Ciro Scognamiglio, noto nell’ambiente ultras come “Bannera”, sconterà agli arresti domiciliari l’attesa del processo che lo vede imputato per gravi reati di usura ed estorsione. Il capo ultras del Savoia Calcio, arrestato lo scorso ottobre dai carabinieri di Torre Annunziata, era finito in manette insieme a Felice Savino, detto “Peracotta”, cognato di Valentino Gionta, storico boss dell’omonimo clan camorristico.

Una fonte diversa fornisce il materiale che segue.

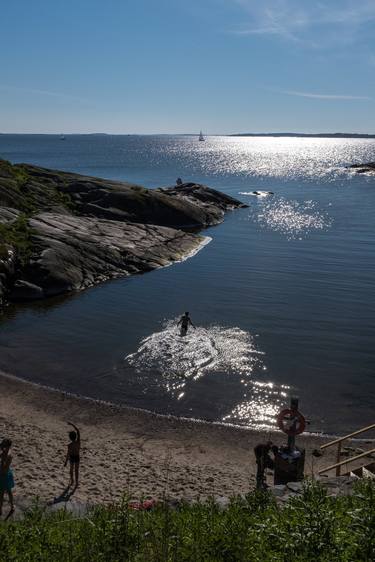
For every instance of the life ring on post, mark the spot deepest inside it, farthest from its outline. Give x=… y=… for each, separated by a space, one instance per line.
x=291 y=422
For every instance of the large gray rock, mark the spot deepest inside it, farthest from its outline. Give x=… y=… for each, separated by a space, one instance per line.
x=72 y=253
x=84 y=230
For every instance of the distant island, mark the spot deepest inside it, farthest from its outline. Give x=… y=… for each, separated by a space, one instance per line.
x=308 y=135
x=62 y=232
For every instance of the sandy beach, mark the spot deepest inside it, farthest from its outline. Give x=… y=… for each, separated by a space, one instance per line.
x=126 y=451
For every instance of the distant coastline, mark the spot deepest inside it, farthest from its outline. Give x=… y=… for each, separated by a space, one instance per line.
x=308 y=135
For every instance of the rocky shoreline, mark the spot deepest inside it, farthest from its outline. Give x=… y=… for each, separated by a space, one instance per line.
x=63 y=232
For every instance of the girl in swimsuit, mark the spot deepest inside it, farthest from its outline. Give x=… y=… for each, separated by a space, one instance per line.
x=72 y=454
x=6 y=474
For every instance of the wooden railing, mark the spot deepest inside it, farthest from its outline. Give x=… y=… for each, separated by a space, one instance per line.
x=339 y=443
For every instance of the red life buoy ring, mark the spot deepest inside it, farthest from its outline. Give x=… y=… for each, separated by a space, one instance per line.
x=291 y=422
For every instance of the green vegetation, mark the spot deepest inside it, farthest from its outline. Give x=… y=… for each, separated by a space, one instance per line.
x=310 y=527
x=18 y=235
x=33 y=194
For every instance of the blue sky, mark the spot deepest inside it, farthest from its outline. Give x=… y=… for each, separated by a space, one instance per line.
x=159 y=66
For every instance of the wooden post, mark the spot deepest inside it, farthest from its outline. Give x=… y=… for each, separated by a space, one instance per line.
x=338 y=458
x=292 y=438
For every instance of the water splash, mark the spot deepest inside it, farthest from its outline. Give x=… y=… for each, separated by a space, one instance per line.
x=291 y=218
x=202 y=351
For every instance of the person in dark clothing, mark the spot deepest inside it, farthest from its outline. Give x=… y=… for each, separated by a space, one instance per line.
x=185 y=322
x=263 y=460
x=6 y=475
x=72 y=454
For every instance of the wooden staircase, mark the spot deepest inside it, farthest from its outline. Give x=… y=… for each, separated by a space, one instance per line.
x=366 y=470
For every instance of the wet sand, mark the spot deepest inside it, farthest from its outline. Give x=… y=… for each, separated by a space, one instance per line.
x=127 y=451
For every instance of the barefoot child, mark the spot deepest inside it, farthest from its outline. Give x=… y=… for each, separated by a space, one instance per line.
x=6 y=475
x=72 y=454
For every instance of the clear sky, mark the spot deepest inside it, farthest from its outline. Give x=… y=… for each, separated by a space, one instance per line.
x=160 y=66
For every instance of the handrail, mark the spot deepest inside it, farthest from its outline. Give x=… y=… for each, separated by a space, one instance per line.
x=340 y=439
x=338 y=464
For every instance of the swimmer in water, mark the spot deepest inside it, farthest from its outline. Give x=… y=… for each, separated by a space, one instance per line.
x=185 y=322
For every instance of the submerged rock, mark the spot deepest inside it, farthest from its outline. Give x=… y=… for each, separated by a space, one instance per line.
x=367 y=168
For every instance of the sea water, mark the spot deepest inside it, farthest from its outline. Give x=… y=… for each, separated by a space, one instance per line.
x=282 y=297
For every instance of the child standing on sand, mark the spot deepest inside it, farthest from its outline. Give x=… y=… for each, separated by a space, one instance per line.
x=72 y=454
x=6 y=474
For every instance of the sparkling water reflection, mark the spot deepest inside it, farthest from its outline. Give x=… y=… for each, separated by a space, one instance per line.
x=297 y=268
x=291 y=218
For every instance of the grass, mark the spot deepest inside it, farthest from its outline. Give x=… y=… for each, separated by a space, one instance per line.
x=16 y=234
x=310 y=527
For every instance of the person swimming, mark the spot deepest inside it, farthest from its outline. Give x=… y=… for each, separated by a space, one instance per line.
x=72 y=454
x=185 y=322
x=6 y=475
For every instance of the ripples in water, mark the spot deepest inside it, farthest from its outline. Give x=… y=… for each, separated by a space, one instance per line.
x=293 y=219
x=202 y=350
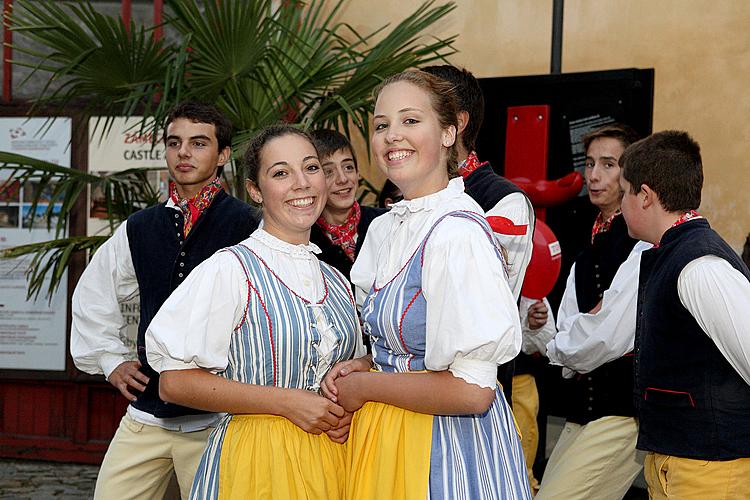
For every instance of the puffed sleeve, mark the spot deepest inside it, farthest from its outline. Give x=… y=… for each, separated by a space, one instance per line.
x=472 y=318
x=194 y=326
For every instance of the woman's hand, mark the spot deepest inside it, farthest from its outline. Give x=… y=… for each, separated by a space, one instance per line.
x=342 y=369
x=350 y=391
x=340 y=433
x=312 y=413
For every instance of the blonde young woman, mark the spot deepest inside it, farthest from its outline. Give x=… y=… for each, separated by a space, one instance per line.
x=440 y=316
x=252 y=332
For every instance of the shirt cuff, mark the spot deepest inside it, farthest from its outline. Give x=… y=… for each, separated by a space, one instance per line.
x=164 y=363
x=109 y=362
x=475 y=371
x=552 y=353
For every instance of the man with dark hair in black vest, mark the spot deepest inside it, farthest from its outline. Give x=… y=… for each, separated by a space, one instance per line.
x=595 y=457
x=692 y=350
x=151 y=254
x=499 y=197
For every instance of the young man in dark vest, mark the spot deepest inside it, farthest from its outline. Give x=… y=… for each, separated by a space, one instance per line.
x=692 y=351
x=595 y=457
x=151 y=254
x=499 y=197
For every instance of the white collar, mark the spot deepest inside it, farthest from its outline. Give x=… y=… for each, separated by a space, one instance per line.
x=271 y=241
x=454 y=189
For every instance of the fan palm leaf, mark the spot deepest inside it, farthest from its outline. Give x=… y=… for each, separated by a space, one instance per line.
x=259 y=61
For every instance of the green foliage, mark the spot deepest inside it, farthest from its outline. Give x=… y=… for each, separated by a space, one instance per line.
x=259 y=61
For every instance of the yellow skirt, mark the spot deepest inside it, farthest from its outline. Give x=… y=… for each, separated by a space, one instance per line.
x=268 y=457
x=388 y=453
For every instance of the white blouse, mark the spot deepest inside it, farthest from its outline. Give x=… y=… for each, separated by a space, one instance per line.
x=194 y=326
x=472 y=318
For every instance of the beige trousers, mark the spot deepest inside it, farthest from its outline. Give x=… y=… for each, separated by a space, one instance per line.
x=677 y=478
x=593 y=461
x=526 y=408
x=140 y=460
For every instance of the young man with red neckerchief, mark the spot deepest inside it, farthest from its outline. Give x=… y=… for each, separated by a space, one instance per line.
x=692 y=350
x=150 y=254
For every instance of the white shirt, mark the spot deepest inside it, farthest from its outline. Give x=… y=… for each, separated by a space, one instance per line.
x=536 y=340
x=518 y=209
x=95 y=343
x=108 y=280
x=586 y=341
x=718 y=297
x=194 y=327
x=472 y=318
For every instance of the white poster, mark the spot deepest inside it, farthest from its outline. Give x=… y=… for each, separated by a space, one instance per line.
x=32 y=333
x=123 y=147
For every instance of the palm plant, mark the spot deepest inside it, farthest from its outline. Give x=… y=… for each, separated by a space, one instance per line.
x=257 y=61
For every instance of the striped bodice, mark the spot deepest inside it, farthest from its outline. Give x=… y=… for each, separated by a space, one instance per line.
x=285 y=340
x=395 y=315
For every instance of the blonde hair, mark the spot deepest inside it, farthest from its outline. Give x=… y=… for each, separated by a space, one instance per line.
x=444 y=102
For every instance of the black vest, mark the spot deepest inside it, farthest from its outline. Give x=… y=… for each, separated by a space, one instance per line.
x=163 y=258
x=487 y=188
x=334 y=255
x=691 y=402
x=606 y=390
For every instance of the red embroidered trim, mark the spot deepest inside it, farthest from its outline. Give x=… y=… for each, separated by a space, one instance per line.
x=503 y=225
x=270 y=332
x=690 y=396
x=398 y=273
x=325 y=281
x=247 y=279
x=470 y=164
x=401 y=329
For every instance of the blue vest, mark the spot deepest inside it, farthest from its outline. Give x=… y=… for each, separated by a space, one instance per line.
x=163 y=257
x=608 y=389
x=691 y=402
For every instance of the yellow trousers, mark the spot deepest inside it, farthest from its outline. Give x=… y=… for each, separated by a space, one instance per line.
x=526 y=409
x=678 y=478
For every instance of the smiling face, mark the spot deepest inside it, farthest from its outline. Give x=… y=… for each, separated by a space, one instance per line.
x=291 y=186
x=193 y=156
x=342 y=179
x=603 y=174
x=408 y=142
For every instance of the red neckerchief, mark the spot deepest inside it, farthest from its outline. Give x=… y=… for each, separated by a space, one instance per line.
x=343 y=234
x=602 y=226
x=470 y=164
x=193 y=208
x=690 y=215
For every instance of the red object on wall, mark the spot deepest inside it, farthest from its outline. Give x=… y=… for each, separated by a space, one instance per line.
x=58 y=420
x=527 y=142
x=544 y=193
x=526 y=155
x=544 y=267
x=7 y=55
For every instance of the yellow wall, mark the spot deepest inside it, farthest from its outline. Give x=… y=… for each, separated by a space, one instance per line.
x=700 y=50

Secondo l’accusa, i due avrebbero imposto un pagamento alla dirigenza dell’ex società biancoscudata, minacciando ritorsioni nel caso di mancato versamento.

Dopo mesi di custodia cautelare, il tribunale ha deciso di concedere a Scognamiglio la detenzione domiciliare, una misura che, seppur meno restrittiva rispetto alla prigione, non chiude il caso giudiziario. L’indagine ha portato alla luce un sistema di pressioni e intimidazioni che, secondo gli investigatori, sarebbe stato attivo da tempo nel mondo del calcio minore.

Le richieste estorsive alla dirigenza del Savoia

Gli atti dell’indagine evidenziano come Scognamiglio e Savino avrebbero chiesto 3.000 euro ai vertici del Savoia per garantire la tranquillità della squadra e la regolare prosecuzione delle attività sportive. Una richiesta che non rappresenterebbe un caso isolato, ma che rientrerebbe in una più ampia strategia di controllo camorristico sul club oplontino.

L’obiettivo, secondo gli inquirenti, era quello di mantenere l’influenza del clan Gionta sulla società calcistica, assicurandosi che nessuna decisione rilevante potesse essere presa senza il loro assenso. Il fenomeno delle infiltrazioni criminali nelle squadre di calcio non è nuovo, ma l’inchiesta ha portato ulteriori conferme su come la criminalità organizzata utilizzi il tifo organizzato come strumento per affermare il proprio potere.

L’incontro con il direttore sportivo e il linguaggio in codice

Un episodio chiave dell’indagine risale all’agosto 2022, quando Ciro Scognamiglio avrebbe ricevuto nella sua abitazione Carmine Palumbo, all’epoca direttore sportivo del Savoia. Durante quell’incontro, Scognamiglio avrebbe consigliato al dirigente di “tenersi buono” Savino, sottintendendo che il pagamento della somma richiesta fosse una garanzia per evitare problemi. L’estorsione, dunque, sarebbe stata mascherata da un consiglio amichevole, una modalità ricorrente nelle dinamiche camorristiche.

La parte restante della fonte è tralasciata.